2. La lutte anti-coloniale. En effet conscient du caractère exploiteur et foncièrement oppresseur du système colonial, les syndicats africains vont lier leurs luttes corporatristes à la lutte politique contre le colonialisme aux côtés des forces politiques de l’époque notamment le RDA pour revendiquer l’indépendance de nos territoires et créer des Etats indépendants distincts de l’Etat métropolitain colonial français. L’Union Générale des Travailleurs d’Afrique Noire (UGETAN) se fera remarquer de façon particulière dans cette voie.
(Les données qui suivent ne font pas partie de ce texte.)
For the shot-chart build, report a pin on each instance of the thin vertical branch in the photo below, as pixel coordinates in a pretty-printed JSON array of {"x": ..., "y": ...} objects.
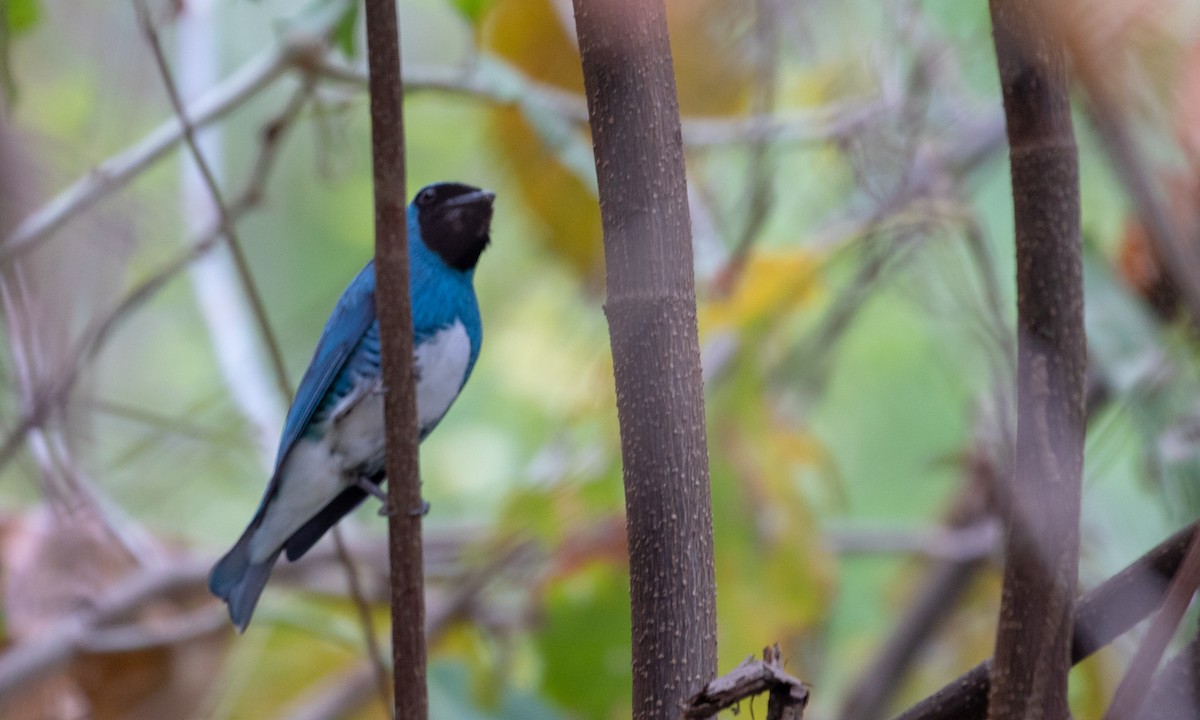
[
  {"x": 1029, "y": 678},
  {"x": 634, "y": 114},
  {"x": 396, "y": 337}
]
La section voltaïque appellera à voter NON au référendum gaulliste de 1958. Cette option sera confirmée lors du congrès de Conakry qui s’est tenu du 15-18 Janvier 1959, où on évoquera à la fois la néccessité aussi bien, des indépendances politiques que le besoin de construire un syndicalisme révolutionnaire anticolonialiste. Il faut souligner que tous les partis voltaïques sauf le Mouvement pour la Libération Nationale (MLN) appelèrent à voter OUI au référendum gaulliste et contre l’indépendance.

C’est dans ce contexte général que les indépendances sont intervenues en 1960 et ce fut le tournant du néo-colonialisme. Ainsi les pouvoirs néo-coloniaux mis en place conscients de la force du mouvement syndical s’orientèrent vers des pouvoirs avec parti unique et centrale syndicale unique à l’exception de notre pays la Haute Volta. à l’époque. L’objectif recherché était de caporaliser les syndicats pour mieux opprimer les peuples et les travailleurs.

Quelques remarques conclusives en guise de pistes de réflexion.

A la fin de notre bref aperçu sur le sujet nous nous devons de souligner deux choses permettant au chrétien de pouvoir se déterminer par rapport à son adhésion ou non adhésion à un syndicat avec pour conséquences son implication ou manque d’implication dans toutes les luttes y afférant.
-Le syndicalisme dans sa définition étymologique a une éthique : c’est la défense de la justice, le droit, le bien-être des travailleurs. A cela nous souscrivons pleinement. Le syndicat, l’opposition, sont un contre pouvoir pour corriger le pouvoir au besoin. L’Eglise reste la conscience de l’état
Mais nous savons aussi qu’il ya un syndicat militantiste qui bien qu’étant un contre pouvoir cherche plutôt la récupération dudit pouvoir :le syndicalisme devient un tremplin, les travailleurs un moyen pour assouvir des fins inavouées . Nous ne nous reconnaissons pas de ce type de syndicalisme. Qu’ils se constituent en parti politique d’opposition avec l’éthique politique qui sied à l’opposition si les tenants veulent conquérir le pouvoir.
Il est bien vrai que le chrétien s’attend plus Dieu qu’aux hommes pour la défense de ces droits mais étant dépositaires d’un éthique divine peut –il se taire sous le prétexte d’une soit disante neutralité quand les droits fondamentaux des travailleurs sont bafoués ? Ceux qui luttent sont ceux qui vivent et qui préparent la génération à venir. Il nous faut avoir une neutralité « éclairée ». Être soumis aux autorités ne veut pas dire renoncer au combat pour la justice et la vérité. Elie a été taxé de « celui qui trouble Israël. »
Les moyens de lutte peuvent varier (ex : la non violence de Martin Luther King), mais la lutte doit continuer sous le regard de Dieu.